Uno de los temas recurrentes es la nostalgia de la juventud y el bendecido asombro con que percibe cuanto hubo para ella de una providencia favorable. Así, por ejemplo, en “Oro y tormenta”:
“Asida de una rama de neblina
dialogo con mi ayer, oro y tormenta…
El ayer… Ah, qué mundo tan lejano
de esta avidez de presa de mi mano
halcón menudo que cazó centellas,
ave de paraíso ya perdida
entre la selva helada de una vida
que iluminaron todas las estrellas.”
Otras veces se une a esa evocación la confrontación con la muerte de seres queridos para ella en la cual, sin dejar de trasparecer el dolor consiguiente, se yergue solitaria y firme ante el misterio:
“Se alza la alondra para el canto y lleva
la cruz ceñida a las abiertas alas;
surge el jazmín y en su blancura lúcida
está el marfil de estirpe funeraria.
¡Cómo vivía yo cada minuto
y me moría jubilosamente,
para tornar a renacer tan clara
como los puros musgos de las fuentes!
Ahora asisto con inmóvil párpado
al continuado juego de la muerte.”
Pero es sobre todo en el poema titulado “Angor Dei” que la elevación de su espíritu, de su fe y de su capacidad de expresión alcanza, en nuestra opinión, su máxima realización. Trátase de un diálogo con Cristo en el que, al evocar un panorama general de desunión, codicias, rivalidades, guerras y amenazas apocalípticas, Juana se sitúa ante el Señor y se ofrece en sacrificio expiatorio por el bien de la humanidad, uniendo su entrega a la de Cristo. Y aquella persona, aquel cuerpo que antes se entregaba en busca de una unión integral con alguien, percibiendo anticipadamente que tal finalidad no sería alcanzada en plenitud, se ofrece ahora integralmente en sacrificio para que, en unión con Cristo, pueda ser vencido el mal en el mundo. La capacidad de amar ha llegado a su máxima expresión con la renuncia a sí misma por el bien de los otros. No nos sorprende, pues, que junto con esa elevación espiritual, también la poesía alcance su máxima expresión.

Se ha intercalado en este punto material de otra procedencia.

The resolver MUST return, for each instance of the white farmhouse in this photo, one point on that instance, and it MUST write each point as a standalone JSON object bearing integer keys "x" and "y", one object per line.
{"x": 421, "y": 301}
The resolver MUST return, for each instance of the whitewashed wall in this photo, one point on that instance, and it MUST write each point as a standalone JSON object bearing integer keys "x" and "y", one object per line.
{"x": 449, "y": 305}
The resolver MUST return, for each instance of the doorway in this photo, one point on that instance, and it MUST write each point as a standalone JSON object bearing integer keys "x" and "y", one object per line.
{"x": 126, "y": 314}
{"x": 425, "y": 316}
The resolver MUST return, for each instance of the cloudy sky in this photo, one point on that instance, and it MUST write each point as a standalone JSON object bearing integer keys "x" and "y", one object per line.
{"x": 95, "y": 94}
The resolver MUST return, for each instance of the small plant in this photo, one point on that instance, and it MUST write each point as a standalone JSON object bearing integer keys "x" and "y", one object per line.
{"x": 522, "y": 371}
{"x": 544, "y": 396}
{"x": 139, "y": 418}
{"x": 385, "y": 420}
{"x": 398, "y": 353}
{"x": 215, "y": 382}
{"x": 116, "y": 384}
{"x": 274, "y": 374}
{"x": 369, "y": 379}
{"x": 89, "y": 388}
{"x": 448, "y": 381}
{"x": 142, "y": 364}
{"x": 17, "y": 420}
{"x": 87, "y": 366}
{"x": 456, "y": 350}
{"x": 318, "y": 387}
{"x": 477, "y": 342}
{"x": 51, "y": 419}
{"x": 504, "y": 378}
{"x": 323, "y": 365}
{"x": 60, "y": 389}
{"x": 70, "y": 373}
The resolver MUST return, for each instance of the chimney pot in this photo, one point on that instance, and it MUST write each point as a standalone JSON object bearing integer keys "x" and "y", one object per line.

Dejamos, pues, al lector ante ese texto para que lo considere, lo medite verso a verso y comparta la elevación que en él se alcanza.
“Cristo que prometiste regresar para el Juicio,
para la redención y para el pleito
del demonio y tu Padre,
para la hora eterna sin daga ni cilicio,
el triunfo del amor, la caridad que labre
la dulce aurora única de la alianza del hombre
con el lobo; las bodas de los pueblos
Estamos en el triunfo duro y enrojecido
del odio que te lleva, ¡oh Cristo! a la derrota.
¿Qué hacemos si no cumples ahora tu promesa,
si no vienes y curas la fiebre de las cosas?
¡Ahí, si yo fuera digna de la crucifixión,
blanca, y cual tú, emisaria de una nueva esperanza,
si pudiera cegar la amenaza del átomo,
destrozar los fusiles, mellar todas las lanzas
y hacer de cada hombre un tranquilo labriego
atento sólo al pan abundante del mundo,
a la fruta de azúcar, al ensueño y al canto,
al cacharro más bello, al amor más seguro,
a la mujer sin joyas con sus hijos sin llanto!
Si yo me mereciera la cruz y su agonía
y la tierra adviniera tranquila, rica y clara
a cambio de mi sangre, tómame Cristo mío,
y hazme tu capitana.
Porque tal vez estás quemándote, vidente,
en otros tristes mundos de guerras y sollozos,
con la frente en el polvo te ofrezco el cuerpo mío
para comprar con él las legiones del odio.”
Esperamos, pues, que una imagen más plena de Juana de Ibarbourou se haya revelado ante nosotros.